Au milieu de la treizième journée, tandis que le démon, assis dans son repaire, regardait pleurer Phalya-Mani et se délectait de ses gémissements, une lumière éblouissante enveloppa la cime neigeuse de l’Himavat, et il vit le beau génie Atouli-Jama qui venait, fendant les lourdes nuées de son vol splendide et portant Vyâghrâ sur une de ses ailes. Un tourbillon de vent arracha du roc et broya les murailles de l’antre qui se dispersa tout entier comme une poussière de diamant, et Mahâmaraka, hérissant ses cheveux rouges, poussa un cri sauvage qui roula avec le retentissement de la foudre dans les gorges de l’Himavat.

Et le beau génie, ami des hommes, lui dit :

— Mahâmaraka, qui habites les neiges éternelles, en horreur aux Dêvas et aux justes, tu as enlevé la vierge Phalya-Mani, la Fleur du Madhyadeça, que voici, la fille bien-aimée du saint Radjah Aryâmân qui t’a délivré des eaux de la rivière Dêvavithi. Rends la Perle du monde à son père et à son fiancé, sinon je briserai tes ailes et t’enfermerai pour mille années à mille pieds sous la neige.

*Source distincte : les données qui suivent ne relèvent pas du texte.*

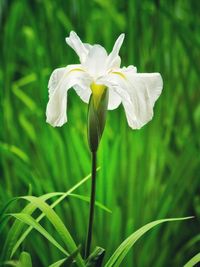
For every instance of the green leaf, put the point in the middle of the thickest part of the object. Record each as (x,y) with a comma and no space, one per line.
(87,199)
(14,240)
(24,260)
(58,263)
(96,120)
(58,225)
(68,261)
(96,257)
(193,261)
(120,253)
(27,219)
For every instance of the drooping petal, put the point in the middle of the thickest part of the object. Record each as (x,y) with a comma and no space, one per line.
(95,62)
(138,93)
(114,99)
(75,43)
(83,92)
(60,81)
(114,60)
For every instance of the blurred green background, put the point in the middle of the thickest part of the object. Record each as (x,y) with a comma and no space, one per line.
(145,175)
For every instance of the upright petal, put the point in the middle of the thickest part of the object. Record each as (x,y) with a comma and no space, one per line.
(114,60)
(138,93)
(75,43)
(60,81)
(95,63)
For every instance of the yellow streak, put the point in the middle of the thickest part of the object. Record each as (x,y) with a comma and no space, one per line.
(76,70)
(97,91)
(120,74)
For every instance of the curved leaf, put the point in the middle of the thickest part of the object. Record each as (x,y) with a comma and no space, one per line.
(120,253)
(193,261)
(58,225)
(27,219)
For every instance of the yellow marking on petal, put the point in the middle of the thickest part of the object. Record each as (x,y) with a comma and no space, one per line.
(120,74)
(77,69)
(97,92)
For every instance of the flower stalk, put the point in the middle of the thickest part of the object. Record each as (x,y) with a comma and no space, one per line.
(97,111)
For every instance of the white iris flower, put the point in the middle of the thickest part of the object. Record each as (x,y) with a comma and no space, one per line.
(137,92)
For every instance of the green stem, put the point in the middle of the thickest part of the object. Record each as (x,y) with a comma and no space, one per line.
(92,204)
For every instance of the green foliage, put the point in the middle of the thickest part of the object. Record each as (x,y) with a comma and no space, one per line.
(145,175)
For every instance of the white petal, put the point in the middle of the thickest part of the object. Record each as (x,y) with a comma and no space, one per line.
(60,81)
(138,93)
(144,90)
(95,63)
(113,60)
(114,99)
(75,43)
(83,92)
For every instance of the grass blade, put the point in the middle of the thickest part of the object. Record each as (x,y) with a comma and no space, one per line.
(29,220)
(125,246)
(58,225)
(193,261)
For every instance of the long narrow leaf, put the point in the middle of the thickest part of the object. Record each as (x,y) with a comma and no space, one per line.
(27,219)
(58,225)
(125,246)
(87,199)
(13,241)
(193,261)
(24,260)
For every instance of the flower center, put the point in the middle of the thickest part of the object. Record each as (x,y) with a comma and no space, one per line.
(97,91)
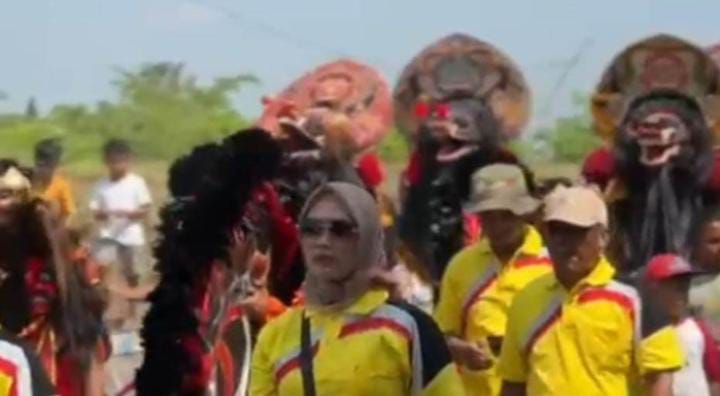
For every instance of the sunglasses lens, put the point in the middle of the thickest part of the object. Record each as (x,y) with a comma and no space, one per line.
(342,229)
(336,228)
(310,229)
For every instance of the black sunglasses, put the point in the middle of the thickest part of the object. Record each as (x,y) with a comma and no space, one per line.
(336,228)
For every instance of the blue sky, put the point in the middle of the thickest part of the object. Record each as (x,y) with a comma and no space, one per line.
(65,51)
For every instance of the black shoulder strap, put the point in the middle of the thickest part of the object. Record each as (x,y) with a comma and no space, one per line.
(306,357)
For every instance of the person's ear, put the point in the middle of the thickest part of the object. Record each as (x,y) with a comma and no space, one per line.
(603,238)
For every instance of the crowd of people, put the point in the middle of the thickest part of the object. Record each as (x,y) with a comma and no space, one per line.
(280,266)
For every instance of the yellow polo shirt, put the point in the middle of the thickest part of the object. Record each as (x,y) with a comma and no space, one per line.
(476,293)
(597,339)
(373,347)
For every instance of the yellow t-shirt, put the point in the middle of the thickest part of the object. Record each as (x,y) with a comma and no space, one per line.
(59,194)
(476,293)
(596,339)
(371,348)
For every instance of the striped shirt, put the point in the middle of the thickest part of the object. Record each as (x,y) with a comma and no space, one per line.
(599,338)
(374,347)
(476,293)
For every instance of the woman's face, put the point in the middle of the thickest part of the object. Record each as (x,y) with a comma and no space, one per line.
(329,238)
(708,248)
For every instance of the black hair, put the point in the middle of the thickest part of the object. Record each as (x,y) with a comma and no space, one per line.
(49,150)
(116,147)
(701,219)
(210,187)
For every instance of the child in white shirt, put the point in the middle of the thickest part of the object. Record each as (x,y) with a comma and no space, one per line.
(120,203)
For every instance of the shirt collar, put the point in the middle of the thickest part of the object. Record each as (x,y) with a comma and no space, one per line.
(601,275)
(367,303)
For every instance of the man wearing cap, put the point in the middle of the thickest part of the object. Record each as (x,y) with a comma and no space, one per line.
(481,280)
(669,278)
(578,331)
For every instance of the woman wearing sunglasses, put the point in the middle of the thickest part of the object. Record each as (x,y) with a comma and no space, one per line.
(349,339)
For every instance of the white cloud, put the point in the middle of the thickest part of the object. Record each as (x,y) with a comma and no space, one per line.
(195,14)
(183,15)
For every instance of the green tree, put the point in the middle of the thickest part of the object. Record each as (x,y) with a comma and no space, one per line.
(571,138)
(31,111)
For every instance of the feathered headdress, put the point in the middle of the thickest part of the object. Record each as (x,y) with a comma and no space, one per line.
(211,187)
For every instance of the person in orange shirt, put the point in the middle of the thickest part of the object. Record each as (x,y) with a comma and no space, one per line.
(47,183)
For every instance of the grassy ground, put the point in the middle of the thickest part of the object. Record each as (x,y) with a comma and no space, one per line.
(83,174)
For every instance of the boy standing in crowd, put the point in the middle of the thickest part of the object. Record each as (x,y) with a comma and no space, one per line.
(120,203)
(669,276)
(51,186)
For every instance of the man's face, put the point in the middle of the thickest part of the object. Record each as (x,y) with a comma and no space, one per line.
(118,164)
(673,293)
(707,253)
(503,228)
(574,250)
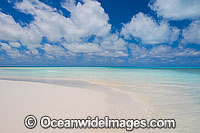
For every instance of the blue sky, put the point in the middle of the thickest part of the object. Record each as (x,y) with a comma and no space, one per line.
(100,32)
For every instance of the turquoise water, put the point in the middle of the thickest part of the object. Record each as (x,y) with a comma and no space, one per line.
(172,92)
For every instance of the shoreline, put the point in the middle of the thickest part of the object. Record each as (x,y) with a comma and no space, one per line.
(21,98)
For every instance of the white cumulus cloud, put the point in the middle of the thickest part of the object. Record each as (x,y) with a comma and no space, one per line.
(149,31)
(177,9)
(191,34)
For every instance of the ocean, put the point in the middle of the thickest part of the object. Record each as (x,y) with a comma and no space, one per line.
(170,92)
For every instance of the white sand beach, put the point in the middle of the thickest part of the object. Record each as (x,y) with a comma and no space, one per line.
(20,98)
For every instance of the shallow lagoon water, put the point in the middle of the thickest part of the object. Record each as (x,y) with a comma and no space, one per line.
(173,92)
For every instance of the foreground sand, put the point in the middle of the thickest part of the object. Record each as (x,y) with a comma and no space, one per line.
(19,99)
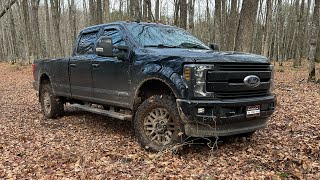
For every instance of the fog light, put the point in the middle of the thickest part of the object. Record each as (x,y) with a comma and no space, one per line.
(201,110)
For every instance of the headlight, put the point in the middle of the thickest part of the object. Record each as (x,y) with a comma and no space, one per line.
(199,72)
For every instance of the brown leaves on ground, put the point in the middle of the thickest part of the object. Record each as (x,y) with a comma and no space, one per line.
(84,145)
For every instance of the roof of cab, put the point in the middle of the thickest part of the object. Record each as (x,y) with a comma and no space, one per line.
(96,27)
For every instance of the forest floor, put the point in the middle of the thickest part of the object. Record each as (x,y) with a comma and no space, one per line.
(83,145)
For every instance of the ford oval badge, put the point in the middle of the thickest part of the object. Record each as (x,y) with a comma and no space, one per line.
(251,81)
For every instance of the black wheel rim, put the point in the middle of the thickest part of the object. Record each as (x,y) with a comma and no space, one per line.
(159,126)
(46,102)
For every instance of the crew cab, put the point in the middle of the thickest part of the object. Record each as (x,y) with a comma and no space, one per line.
(163,79)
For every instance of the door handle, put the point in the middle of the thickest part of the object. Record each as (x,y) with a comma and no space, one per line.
(95,65)
(73,65)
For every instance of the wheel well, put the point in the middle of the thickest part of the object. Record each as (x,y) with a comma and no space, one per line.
(150,88)
(44,79)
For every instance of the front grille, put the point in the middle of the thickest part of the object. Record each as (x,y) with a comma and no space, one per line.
(226,80)
(243,67)
(240,94)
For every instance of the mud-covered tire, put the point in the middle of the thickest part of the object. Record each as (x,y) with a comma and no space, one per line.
(51,105)
(157,123)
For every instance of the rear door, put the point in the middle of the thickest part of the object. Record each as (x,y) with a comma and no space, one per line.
(111,75)
(80,66)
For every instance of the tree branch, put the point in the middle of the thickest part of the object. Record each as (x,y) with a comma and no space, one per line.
(6,8)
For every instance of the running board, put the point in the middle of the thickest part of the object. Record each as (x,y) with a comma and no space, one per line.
(102,112)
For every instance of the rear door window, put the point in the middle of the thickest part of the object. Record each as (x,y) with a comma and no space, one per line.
(86,43)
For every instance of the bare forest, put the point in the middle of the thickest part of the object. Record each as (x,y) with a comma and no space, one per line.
(82,145)
(283,30)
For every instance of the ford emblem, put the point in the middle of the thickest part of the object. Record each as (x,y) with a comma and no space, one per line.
(251,81)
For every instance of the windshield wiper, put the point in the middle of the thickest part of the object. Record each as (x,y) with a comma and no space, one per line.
(163,46)
(191,45)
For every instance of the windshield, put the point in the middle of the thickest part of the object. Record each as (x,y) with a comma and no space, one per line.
(164,37)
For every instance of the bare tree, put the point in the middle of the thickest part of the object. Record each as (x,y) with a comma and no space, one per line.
(7,7)
(313,42)
(56,12)
(183,14)
(245,29)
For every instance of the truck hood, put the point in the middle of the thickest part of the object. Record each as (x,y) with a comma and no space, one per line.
(204,56)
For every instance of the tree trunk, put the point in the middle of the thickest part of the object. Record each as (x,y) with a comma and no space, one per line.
(106,10)
(157,10)
(217,22)
(3,12)
(176,12)
(183,14)
(232,25)
(313,42)
(299,33)
(14,38)
(48,30)
(317,56)
(92,10)
(245,30)
(99,12)
(28,34)
(39,51)
(56,11)
(191,15)
(267,29)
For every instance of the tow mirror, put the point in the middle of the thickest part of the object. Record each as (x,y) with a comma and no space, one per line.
(214,46)
(104,46)
(123,52)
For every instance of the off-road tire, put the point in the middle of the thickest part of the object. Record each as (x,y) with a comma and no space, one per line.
(51,105)
(168,118)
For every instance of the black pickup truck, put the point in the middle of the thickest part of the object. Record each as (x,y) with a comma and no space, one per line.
(166,81)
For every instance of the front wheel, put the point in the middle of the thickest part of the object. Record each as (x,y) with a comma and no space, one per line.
(51,105)
(157,123)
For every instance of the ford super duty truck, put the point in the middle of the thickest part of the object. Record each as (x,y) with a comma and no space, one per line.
(166,81)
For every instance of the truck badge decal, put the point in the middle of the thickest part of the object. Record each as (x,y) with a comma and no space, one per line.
(251,81)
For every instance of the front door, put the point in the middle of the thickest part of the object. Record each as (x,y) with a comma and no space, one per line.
(111,76)
(80,67)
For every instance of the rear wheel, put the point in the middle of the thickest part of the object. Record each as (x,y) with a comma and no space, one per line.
(51,105)
(157,123)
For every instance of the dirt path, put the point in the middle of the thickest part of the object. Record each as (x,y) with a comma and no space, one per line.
(81,145)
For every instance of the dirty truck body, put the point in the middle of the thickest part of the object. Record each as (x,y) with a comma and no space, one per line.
(164,80)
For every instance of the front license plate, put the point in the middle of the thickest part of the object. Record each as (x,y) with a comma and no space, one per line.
(253,111)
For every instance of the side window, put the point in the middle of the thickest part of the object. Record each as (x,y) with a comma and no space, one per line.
(86,43)
(117,38)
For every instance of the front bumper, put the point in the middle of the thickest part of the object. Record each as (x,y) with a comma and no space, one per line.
(224,117)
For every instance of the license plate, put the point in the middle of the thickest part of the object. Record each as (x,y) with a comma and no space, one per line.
(253,111)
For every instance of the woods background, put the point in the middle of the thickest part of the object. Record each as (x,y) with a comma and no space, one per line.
(279,29)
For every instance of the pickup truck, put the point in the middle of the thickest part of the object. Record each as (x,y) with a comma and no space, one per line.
(168,83)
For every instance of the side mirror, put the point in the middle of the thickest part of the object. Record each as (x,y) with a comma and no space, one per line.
(214,46)
(123,52)
(104,46)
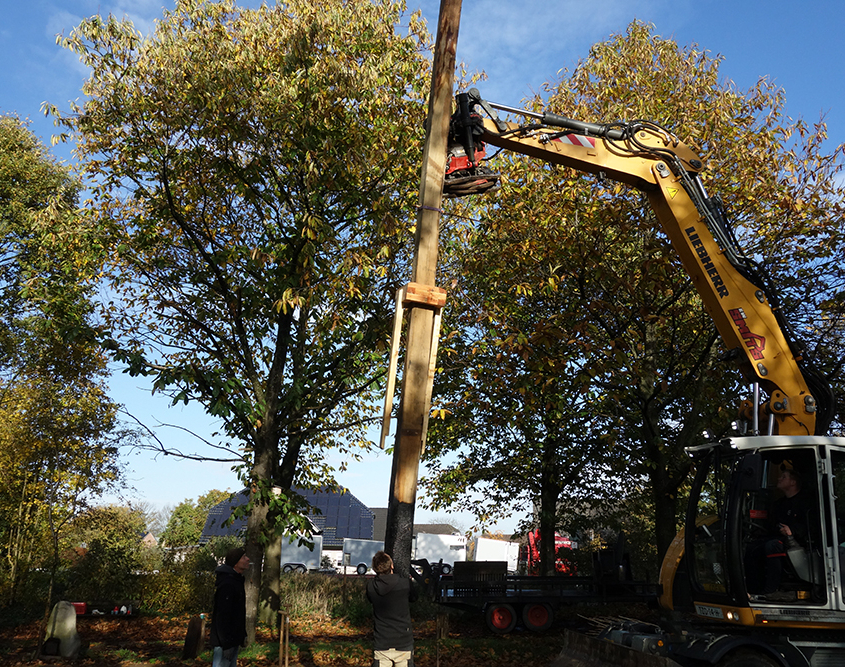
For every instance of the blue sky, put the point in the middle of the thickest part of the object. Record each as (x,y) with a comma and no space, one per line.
(798,46)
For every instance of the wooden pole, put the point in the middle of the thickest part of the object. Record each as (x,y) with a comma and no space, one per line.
(422,298)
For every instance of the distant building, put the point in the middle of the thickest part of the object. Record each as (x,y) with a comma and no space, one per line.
(334,514)
(380,526)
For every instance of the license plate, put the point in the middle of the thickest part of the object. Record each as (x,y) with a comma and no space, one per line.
(709,612)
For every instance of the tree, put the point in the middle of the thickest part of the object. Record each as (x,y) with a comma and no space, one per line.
(59,433)
(109,538)
(188,519)
(256,170)
(642,356)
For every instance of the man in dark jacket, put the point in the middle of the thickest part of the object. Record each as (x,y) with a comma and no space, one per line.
(390,596)
(228,617)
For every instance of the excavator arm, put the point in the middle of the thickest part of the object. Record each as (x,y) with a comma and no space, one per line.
(648,157)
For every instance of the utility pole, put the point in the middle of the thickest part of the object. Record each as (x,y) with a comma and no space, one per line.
(423,299)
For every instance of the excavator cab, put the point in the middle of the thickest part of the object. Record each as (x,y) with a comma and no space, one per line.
(738,563)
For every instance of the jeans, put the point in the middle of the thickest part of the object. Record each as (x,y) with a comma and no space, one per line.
(227,658)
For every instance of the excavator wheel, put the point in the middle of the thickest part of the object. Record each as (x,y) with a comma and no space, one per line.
(501,618)
(537,616)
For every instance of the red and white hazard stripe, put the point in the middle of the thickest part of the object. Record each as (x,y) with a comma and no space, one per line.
(577,140)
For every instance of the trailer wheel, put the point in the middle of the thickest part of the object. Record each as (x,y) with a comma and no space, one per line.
(537,616)
(501,618)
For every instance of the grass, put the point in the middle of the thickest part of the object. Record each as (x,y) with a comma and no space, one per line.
(330,626)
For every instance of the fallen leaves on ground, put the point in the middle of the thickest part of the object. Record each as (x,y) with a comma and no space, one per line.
(314,642)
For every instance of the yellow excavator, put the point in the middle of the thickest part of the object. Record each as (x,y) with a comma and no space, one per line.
(715,575)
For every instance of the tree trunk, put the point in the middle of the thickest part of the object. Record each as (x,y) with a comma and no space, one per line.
(255,551)
(549,495)
(269,603)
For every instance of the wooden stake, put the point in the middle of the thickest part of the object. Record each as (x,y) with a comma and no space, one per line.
(415,394)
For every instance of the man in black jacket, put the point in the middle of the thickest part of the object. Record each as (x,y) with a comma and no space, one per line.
(228,617)
(390,596)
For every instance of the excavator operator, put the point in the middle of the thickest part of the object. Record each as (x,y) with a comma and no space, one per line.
(788,529)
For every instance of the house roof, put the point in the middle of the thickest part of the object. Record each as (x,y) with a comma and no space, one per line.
(335,515)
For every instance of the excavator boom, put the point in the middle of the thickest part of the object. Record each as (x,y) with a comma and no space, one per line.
(648,157)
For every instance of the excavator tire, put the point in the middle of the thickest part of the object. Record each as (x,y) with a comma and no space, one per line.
(747,659)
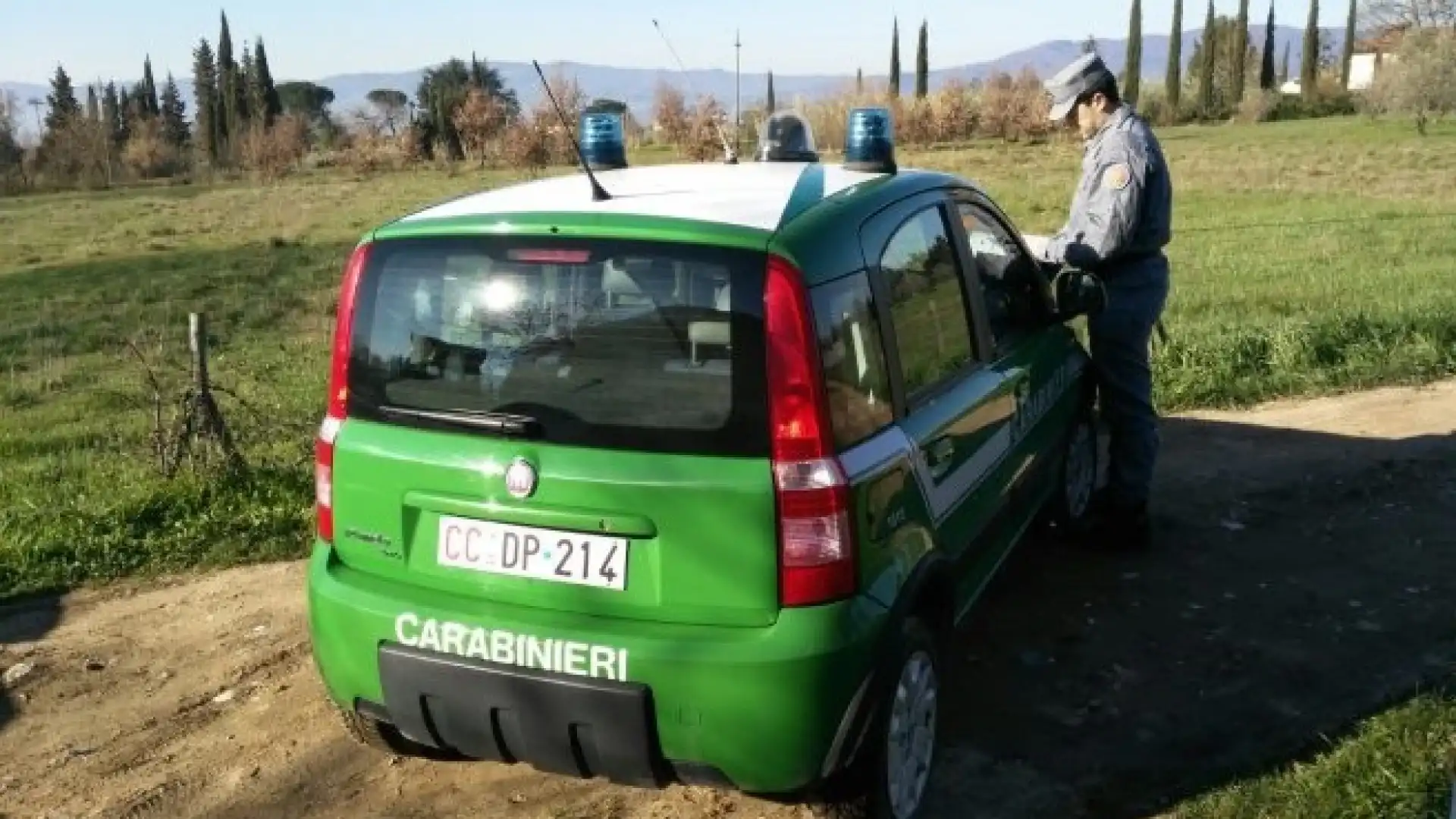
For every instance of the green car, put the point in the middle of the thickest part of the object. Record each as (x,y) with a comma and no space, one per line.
(689,482)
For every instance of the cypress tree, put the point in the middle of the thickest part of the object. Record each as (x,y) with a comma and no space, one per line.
(273,105)
(1310,60)
(1210,64)
(1174,82)
(149,91)
(1350,47)
(207,99)
(1267,79)
(1241,50)
(894,58)
(174,114)
(1133,71)
(922,63)
(63,104)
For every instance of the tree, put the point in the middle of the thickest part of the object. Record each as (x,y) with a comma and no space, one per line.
(922,63)
(149,91)
(271,105)
(1421,80)
(174,115)
(306,99)
(1241,46)
(894,58)
(1174,82)
(1348,47)
(1310,60)
(1381,15)
(1207,49)
(61,101)
(1267,79)
(389,104)
(1133,69)
(231,85)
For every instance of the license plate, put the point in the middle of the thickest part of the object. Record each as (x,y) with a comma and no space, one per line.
(539,554)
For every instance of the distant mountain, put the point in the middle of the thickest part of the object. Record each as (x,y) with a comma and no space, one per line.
(637,86)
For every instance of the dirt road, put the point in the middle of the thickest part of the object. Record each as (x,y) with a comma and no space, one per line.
(1304,577)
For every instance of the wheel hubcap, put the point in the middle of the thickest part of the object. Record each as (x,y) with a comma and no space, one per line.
(912,735)
(1081,469)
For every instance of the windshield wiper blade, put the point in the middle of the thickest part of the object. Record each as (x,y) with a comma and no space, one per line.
(500,423)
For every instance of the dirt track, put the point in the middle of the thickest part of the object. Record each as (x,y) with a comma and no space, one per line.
(1304,577)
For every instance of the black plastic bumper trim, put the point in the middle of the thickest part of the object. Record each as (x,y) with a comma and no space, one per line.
(557,723)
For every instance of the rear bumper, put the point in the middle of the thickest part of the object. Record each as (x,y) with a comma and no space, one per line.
(762,710)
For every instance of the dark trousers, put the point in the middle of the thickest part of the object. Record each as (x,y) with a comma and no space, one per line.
(1120,344)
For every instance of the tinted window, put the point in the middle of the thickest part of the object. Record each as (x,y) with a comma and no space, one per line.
(928,303)
(609,344)
(1006,276)
(852,357)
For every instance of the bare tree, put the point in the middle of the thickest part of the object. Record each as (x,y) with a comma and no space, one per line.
(1378,15)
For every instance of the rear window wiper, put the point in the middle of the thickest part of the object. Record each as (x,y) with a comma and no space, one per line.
(498,423)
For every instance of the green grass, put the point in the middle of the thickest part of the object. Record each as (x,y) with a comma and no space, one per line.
(1394,767)
(1310,257)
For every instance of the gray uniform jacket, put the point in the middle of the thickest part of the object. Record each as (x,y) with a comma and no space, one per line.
(1122,215)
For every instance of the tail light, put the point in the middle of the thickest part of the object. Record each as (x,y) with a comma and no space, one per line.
(338,394)
(816,539)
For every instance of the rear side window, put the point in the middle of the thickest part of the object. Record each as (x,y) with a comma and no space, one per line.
(854,359)
(618,344)
(928,302)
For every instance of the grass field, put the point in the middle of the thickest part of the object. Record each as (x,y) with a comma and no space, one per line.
(1308,257)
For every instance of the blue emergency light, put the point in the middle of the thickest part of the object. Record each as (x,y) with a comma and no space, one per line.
(870,142)
(601,140)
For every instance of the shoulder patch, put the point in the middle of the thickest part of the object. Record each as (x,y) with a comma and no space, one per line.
(1116,177)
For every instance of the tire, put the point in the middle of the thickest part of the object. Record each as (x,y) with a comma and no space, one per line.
(1069,507)
(865,790)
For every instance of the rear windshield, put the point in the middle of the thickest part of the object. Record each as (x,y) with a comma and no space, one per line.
(641,346)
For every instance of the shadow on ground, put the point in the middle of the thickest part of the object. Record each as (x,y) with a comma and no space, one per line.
(22,621)
(1299,583)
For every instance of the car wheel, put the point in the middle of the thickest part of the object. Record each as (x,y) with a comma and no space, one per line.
(1076,474)
(896,768)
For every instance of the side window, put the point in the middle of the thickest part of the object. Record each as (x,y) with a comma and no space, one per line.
(927,300)
(854,359)
(1006,276)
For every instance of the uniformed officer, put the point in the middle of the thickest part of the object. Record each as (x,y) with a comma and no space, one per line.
(1117,228)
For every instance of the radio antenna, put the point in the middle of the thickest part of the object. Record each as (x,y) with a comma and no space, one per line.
(598,191)
(730,155)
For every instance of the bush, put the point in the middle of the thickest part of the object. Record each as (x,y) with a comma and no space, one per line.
(149,155)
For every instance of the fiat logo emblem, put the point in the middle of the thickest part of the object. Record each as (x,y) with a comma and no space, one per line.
(520,479)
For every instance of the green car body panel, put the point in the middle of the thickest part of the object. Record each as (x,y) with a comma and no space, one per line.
(764,697)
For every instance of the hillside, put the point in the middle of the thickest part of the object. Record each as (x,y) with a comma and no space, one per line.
(635,86)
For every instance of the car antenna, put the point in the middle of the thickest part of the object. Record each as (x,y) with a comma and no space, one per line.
(730,156)
(598,191)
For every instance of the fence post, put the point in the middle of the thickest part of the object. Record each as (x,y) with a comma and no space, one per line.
(197,341)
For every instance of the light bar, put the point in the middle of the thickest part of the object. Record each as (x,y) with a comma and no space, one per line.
(870,142)
(603,142)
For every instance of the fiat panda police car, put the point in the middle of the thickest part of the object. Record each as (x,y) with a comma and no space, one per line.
(689,472)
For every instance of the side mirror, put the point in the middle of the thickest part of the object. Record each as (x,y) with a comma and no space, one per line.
(1078,293)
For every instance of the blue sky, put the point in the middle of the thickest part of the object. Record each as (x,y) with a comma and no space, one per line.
(315,38)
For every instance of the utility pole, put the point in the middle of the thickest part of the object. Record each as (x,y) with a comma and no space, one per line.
(737,93)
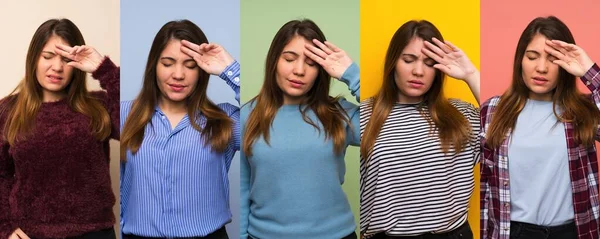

Le Maraka, grinçant des dents, lui répondit :

— Atouli-Jama, vil esclave, je ne rendrai jamais la Perle du monde, et je me ris de toi, et je te défie.

— Prépare-toi donc au combat, Maudit, car l’heure de ton châtiment est venue, Phalya-Mani et Vyâghrâ contempleront la lutte des génies et seront le prix de la Victoire.

— Viens, dit le Démon. J’arracherai tes plumes, je romprai tes membres et tu ramperas désormais dans la fange et dans l’herbe, et la Fleur du Madhyadeça se flétrira, et je tordrai le cou de Vyâghrâ, le jeune Pandavaïde !

Et les deux génies prirent leur vol pour combattre.

Atouli-Jama, le beau génie, recula jusqu’aux cimes bleues de Suryâgiri, mais le démon resta au-dessus de l’Himavat. Puis, ils volèrent l’un contre l’autre. Les nuages pleins d’éclairs écumaient derrière eux, l’air sifflait et grondait, balayant les vieilles neiges amoncelées sur les montagnes et courbant comme des brins d’herbe les takamakas et les figuiers séculaires. Il y eut un choc plus terrible que le tonnerre d’Indra, et le démon se déroula dans le ciel avec une aile brisée. Et huit fois encore il fut renversé, furieux et tout sanglant. Alors, ne pouvant plus combattre, il se laissa tomber dans l’espace au-dessus des jeunes fiancés qui applaudissaient à la victoire du beau génie, et, d’un coup de sa dernière aile, il les précipita dans les abîmes de l’Himavat.

Atouli-Jama descendit sur lui comme l’éclair. Les neiges s’entrouvrirent et le démon fut enseveli pour mille années. Puis, l’Esprit victorieux vola à la recherche de Phalya-Mani et du jeune Radjah. Ils roulaient encore dans le vide, les bras enlacés, quand il les atteignit, et il les transporta dans la demeure royale d’Aryâmân ; mais le Maraka les avait tués tous deux d’un coup d’aile. Et Phalya-Mani dormait, pâle et souriante, la tête appuyée sur la poitrine immobile de son bien-aimé, et celui-ci la regardait fixement de ses grands yeux morts.

Et quand le Radjah vénérable vit sa fille à jamais inanimée, il dit :

— Qu’y a-t-il ? La Fleur du Madhyadeça s’est flétrie, la Perle du monde est tombée dans la mer divine. Mes cent années s’effeuillent au vent. Elles ne reverdiront plus. L’immense univers se noie tout entier dans la première larme du dernier des Pandavaïdes.

Et, poussant un long soupir, il rentra dans l’énergie latente des Dieux.

Ô Mâyâ, l’antique silence absorbe en un moment éternel les siècles écoulés, les minutes présentes et les heures futures. La vie inépuisable est faite du tourbillon sans fin de nos rêves.